El Apocalipsis nos muestra a María en la imagen de

la Mujer que está entre el cielo y la tierra. Ella gime en los dolores del parto, porque sintetiza toda la fe de Israel y también secretamente los deseos de

toda la humanidad que espera su liberación. Gime también como Madre de todos los hermanos y

hermanas de Jesús, es decir, de todos los miembros

de su Cuerpo místico, especialmente de los pobres y de los perseguidos a causa del Evangelio, porque

María es al mismo tiempo la Madre de la Iglesia y su más perfecta realización (cf. LG 65): la misma Iglesia inmaculada (cf. Ef 5, 27).

María es la Hija de Sión que, colmada de gracias inefables, se transporta de gozo en Dios su Salvador

y lo expresa en su canto, el Magnificat (cf. Sof 3, 14s; Lc 1, 46-55): todas las generaciones se

gozarán con Ella y a causa de Ella. Esta alegría

deberá pasar por todos los dolores de la Pasión de su Hijo, pero la Asunción será el reflejo definitivo de la gloria de Cristo sobre su Madre.

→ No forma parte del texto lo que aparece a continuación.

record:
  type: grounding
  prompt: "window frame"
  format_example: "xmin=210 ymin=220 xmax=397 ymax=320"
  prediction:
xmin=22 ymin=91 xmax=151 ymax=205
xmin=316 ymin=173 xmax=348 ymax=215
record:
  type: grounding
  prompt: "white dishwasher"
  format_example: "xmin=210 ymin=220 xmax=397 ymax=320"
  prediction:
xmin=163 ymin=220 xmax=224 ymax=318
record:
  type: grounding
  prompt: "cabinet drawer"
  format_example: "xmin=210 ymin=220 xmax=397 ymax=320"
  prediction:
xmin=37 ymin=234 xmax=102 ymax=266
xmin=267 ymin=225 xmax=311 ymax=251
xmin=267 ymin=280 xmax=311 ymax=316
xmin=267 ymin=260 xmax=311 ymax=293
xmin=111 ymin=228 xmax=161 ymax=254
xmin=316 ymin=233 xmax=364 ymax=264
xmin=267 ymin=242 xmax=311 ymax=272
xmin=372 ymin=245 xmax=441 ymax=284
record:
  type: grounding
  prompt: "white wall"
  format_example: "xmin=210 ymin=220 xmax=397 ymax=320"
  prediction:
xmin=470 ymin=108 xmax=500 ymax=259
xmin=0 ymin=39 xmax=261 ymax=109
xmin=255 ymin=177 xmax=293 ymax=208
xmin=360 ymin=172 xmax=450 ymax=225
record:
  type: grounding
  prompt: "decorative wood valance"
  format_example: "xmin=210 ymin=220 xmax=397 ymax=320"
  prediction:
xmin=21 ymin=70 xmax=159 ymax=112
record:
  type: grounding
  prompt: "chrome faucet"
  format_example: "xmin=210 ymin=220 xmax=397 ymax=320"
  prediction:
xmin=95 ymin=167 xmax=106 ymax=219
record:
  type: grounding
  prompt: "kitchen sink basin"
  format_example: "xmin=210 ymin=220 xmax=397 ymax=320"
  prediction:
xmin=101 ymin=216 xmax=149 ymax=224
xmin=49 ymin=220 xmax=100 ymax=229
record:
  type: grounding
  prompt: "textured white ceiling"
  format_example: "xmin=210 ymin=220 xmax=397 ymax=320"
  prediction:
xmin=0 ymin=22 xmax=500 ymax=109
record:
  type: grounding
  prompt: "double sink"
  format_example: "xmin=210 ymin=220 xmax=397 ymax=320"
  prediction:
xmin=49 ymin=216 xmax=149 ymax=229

En su fe total, ¿acaso no ha experimentado María

toda la plenitud de su feminidad virginal y maternal, tanto las más altas cumbres de la alegría, como los abismos del sufrimiento?

María es la más humana de las mujeres y al mismo

tiempo la más colmada de la gracia divina.

¡Que Ella interceda por nosotros, pobres pecadores, ahora y en la hora de nuestra muerte, a fin de que

podamos compartir la gloria de la resurrección!